Dr. Eliseu Auth

liseu Auth

O fetiche por armas

29/04/2024 17H51

Jornal Ilustrado - O fetiche por armas

Eliseu Auth

Meu velho e amarelado Aurélio diz que fetiche é algo a que se atribui poder sobrenatural. Pode ser animado ou inanimado. Morto ou vivo, acrescento eu, mas com fascínio doentio sobre o miserável enfeitiçado. Quem cunhou a idéia do “fetiche por armas” foi Lênio Streck, um lúcido jurista cá do sul que honra as letras como poucos.  Filósofo e intérprete do Direito e do mundo real em que vivemos, ele analisou e condenou um projeto de lei da deputada Caroline de Toni (PL-SC), que autoriza os Estados a legislarem sobre posse e porte de armas.
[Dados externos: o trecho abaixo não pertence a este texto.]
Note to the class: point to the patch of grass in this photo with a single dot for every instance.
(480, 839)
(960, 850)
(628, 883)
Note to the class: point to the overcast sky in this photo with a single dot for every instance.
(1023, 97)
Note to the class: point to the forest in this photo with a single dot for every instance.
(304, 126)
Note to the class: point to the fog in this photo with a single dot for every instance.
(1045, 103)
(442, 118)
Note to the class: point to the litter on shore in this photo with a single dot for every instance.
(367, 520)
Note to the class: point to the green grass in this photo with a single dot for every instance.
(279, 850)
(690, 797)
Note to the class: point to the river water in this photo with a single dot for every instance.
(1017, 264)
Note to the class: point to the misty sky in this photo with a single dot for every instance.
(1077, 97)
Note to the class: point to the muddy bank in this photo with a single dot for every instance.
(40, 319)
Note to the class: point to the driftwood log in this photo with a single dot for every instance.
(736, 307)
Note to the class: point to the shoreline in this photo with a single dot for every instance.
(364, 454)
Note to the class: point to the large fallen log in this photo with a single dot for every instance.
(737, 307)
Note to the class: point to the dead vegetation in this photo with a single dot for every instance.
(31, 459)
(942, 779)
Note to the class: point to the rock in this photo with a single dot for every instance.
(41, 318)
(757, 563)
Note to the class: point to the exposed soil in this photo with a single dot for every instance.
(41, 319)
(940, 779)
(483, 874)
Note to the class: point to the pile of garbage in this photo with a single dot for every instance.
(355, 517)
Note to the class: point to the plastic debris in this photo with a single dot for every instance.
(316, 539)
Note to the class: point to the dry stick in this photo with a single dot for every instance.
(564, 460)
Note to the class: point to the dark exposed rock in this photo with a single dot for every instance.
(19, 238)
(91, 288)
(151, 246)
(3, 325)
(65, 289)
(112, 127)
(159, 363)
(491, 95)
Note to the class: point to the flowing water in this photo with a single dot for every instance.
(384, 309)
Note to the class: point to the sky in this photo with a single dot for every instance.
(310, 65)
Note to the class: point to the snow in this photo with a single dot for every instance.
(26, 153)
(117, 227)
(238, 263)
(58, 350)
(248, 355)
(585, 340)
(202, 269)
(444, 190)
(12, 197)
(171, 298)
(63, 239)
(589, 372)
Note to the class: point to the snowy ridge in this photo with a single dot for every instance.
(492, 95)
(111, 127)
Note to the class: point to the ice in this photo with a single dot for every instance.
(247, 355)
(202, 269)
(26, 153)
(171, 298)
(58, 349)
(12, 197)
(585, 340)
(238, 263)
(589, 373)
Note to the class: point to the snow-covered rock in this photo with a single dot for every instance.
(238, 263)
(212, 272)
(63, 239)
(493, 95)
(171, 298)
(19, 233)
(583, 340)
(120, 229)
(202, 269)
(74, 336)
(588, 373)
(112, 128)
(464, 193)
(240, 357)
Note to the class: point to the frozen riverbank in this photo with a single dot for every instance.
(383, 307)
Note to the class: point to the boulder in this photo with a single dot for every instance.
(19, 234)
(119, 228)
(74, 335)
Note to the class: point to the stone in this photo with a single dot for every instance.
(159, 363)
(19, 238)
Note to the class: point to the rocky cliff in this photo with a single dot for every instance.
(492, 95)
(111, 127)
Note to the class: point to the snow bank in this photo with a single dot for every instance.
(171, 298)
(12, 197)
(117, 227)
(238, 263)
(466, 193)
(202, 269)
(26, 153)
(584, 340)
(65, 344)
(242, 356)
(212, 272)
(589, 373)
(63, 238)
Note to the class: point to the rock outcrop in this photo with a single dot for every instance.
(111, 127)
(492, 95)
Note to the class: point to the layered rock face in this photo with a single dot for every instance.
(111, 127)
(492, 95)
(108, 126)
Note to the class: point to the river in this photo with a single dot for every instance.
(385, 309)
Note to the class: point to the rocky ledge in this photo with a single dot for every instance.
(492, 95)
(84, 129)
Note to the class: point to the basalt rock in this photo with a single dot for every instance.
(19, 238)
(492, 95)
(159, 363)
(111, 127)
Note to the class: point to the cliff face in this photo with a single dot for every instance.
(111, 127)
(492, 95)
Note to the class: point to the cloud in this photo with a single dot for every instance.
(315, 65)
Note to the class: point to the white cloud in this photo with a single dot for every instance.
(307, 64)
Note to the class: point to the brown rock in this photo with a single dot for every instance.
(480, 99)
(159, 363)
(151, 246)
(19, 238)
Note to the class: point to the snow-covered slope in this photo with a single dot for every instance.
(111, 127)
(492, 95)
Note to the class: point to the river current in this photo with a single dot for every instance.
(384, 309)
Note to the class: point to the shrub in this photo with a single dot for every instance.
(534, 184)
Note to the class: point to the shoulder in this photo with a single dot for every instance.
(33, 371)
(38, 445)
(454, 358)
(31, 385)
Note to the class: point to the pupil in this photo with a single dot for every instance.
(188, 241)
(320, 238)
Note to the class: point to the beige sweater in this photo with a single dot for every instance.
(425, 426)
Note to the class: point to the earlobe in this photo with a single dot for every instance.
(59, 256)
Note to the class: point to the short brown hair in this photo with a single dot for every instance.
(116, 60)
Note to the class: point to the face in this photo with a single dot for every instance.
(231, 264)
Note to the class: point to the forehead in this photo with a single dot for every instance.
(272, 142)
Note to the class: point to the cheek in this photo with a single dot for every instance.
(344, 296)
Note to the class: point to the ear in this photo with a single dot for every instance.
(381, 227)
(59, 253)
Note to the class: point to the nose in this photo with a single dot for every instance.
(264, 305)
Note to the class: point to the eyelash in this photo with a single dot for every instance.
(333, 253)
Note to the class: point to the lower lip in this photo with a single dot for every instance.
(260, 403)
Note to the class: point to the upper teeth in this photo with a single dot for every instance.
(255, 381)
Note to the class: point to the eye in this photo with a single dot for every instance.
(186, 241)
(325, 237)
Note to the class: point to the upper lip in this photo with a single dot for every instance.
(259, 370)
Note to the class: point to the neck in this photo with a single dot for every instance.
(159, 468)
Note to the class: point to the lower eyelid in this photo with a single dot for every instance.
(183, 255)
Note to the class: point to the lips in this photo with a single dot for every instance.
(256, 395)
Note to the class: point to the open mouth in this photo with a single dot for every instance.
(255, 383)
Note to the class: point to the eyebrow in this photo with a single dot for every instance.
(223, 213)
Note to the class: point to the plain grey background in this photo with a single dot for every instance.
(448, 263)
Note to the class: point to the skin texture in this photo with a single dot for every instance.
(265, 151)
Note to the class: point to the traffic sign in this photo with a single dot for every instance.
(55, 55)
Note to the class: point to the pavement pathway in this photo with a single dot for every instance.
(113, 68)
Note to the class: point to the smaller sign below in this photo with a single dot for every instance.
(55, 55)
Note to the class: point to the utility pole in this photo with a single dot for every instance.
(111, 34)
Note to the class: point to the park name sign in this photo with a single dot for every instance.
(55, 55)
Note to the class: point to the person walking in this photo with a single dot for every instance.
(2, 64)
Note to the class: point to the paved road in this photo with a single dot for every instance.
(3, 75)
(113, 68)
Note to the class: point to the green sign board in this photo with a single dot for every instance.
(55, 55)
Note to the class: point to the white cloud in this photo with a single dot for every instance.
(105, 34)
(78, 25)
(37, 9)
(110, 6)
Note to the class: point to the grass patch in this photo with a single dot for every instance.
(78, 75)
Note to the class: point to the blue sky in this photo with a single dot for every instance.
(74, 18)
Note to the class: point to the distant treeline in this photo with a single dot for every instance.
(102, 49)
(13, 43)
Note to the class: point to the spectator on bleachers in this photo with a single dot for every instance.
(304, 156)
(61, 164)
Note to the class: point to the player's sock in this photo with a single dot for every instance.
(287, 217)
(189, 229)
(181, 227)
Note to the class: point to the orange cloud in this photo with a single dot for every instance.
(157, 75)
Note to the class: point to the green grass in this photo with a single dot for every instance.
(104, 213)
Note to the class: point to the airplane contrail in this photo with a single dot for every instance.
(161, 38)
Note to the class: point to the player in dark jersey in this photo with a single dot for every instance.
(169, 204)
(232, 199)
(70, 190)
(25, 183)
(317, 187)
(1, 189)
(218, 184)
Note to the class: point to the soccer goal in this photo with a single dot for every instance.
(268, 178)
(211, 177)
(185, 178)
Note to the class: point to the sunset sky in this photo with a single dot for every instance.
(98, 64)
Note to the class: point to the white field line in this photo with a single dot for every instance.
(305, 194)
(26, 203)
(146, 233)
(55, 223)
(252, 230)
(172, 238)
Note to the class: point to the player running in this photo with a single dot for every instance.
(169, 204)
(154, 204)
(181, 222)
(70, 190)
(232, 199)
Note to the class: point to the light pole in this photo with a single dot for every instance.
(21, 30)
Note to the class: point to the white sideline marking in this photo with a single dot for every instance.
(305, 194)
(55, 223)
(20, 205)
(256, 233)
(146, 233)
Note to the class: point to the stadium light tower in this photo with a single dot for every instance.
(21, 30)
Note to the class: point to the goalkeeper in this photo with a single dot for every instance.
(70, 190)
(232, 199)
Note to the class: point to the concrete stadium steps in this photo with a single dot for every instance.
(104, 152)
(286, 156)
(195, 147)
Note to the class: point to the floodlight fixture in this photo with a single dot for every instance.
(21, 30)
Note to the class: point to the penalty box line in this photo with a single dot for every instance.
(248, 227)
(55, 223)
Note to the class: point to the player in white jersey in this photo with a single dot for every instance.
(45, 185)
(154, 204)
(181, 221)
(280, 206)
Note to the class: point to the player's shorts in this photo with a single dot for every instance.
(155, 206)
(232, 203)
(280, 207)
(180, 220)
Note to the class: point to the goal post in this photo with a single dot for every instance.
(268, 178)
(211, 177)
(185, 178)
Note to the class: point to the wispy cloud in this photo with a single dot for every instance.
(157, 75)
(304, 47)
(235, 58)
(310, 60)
E, pasmem! A Comissão de Constituição e Justiça da Câmara deu aval à tramitação dessa excrescência jurídica.

Sim. Há quem defende isso, tanto que o fetichismo por armas mandou tocar o imbróglio para ser votado, ferindo de morte o artigo 21 da Constituição. Lá estão os temas que competem à União legislar.  Coisas como autorizar e fiscalizar produção e comércio de material bélico, emitir moeda, declarar guerra e celebrar a paz. Se permitirmos a esparramação de armas a torto e môcho, pode que o atrevimento queira o direito de declarar guerra e emitir moeda para Santa Catarina ou outro estado onde o fetichismo prospera.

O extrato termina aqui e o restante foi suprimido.